I have got to:

I need to find V_6 and V_3 math speaking, is there a simple sloution? which matrix should I build?

 

yes there is...

do the math yourself (good or bad), post your attempt and then you get feedback.

 

Hi,

This is a highly theoretical question/problem because there are no resistances in series with the capacitors and there are only DC sources. DC sources with zero resistance capacitors dont mix in real life because caps always have some resistance which limits the peak current. With nothing to limit the current the peak will be infinite, and that is what makes this is a purely theoretical problem

You might be able to do this in the normal way, whatever way you learned.

One idea would be to use superposition. Short out one Vo, then take the response of say V3, call this V3a. Then, relieve that short and short out the other Vo then take the response of V3 again, call that V3b. The total response for V3 is then V3=V3a+Vb.

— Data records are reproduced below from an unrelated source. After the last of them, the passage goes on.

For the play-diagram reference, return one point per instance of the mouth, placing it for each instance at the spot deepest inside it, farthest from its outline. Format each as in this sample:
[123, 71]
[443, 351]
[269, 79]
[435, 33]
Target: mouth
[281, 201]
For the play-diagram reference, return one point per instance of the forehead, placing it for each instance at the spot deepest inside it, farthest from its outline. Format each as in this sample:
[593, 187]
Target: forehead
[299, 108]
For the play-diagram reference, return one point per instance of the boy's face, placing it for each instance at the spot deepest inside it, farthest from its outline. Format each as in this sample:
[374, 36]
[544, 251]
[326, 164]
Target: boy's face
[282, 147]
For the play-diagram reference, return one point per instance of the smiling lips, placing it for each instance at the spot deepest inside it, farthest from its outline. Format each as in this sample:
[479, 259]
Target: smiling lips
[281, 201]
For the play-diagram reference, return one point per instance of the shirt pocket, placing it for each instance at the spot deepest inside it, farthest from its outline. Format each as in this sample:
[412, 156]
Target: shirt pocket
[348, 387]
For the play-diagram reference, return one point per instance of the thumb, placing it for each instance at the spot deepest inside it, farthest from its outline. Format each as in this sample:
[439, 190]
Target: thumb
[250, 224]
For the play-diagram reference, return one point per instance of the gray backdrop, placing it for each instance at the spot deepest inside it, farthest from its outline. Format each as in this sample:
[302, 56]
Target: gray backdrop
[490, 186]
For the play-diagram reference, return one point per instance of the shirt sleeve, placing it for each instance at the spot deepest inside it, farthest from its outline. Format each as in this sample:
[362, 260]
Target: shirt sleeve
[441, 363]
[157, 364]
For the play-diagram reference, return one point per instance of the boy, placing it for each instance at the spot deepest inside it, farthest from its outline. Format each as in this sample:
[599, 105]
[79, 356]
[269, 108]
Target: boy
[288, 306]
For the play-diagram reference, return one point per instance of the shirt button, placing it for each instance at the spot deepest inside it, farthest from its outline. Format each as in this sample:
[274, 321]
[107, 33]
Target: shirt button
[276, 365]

For a simpler example, with two capacitors in series with a DC source of E volts and we want the 'divider' voltage after the circuit was first turned on, we would have:
Z=1(sC1)+1/(sC2)
V=(E/s)*(1/(sC2))/Z

and with C2=C1 this simplifies to:
V=E/(2s)

and the inverse transform of that is:
V=E/2

so the divider voltage is one half of the source voltage right after the source is turned on.
Note the current would be infinite, so this is purely theoretical and can never happen in real life. In real life, we would have resistances R1 and R2 in series with the two caps, and if R2=R1 and C2=C1 then we would get the same result but the current would be limited.

 

No need to make it so complicated. You can certainly build this circuit in real life and the lack of knowledge of the parasitic resistances only means that you don't know the initial currents or the time constants involved. But neither of those (assuming no damage occurs) will affect the final charges, which is what the TS is looking for.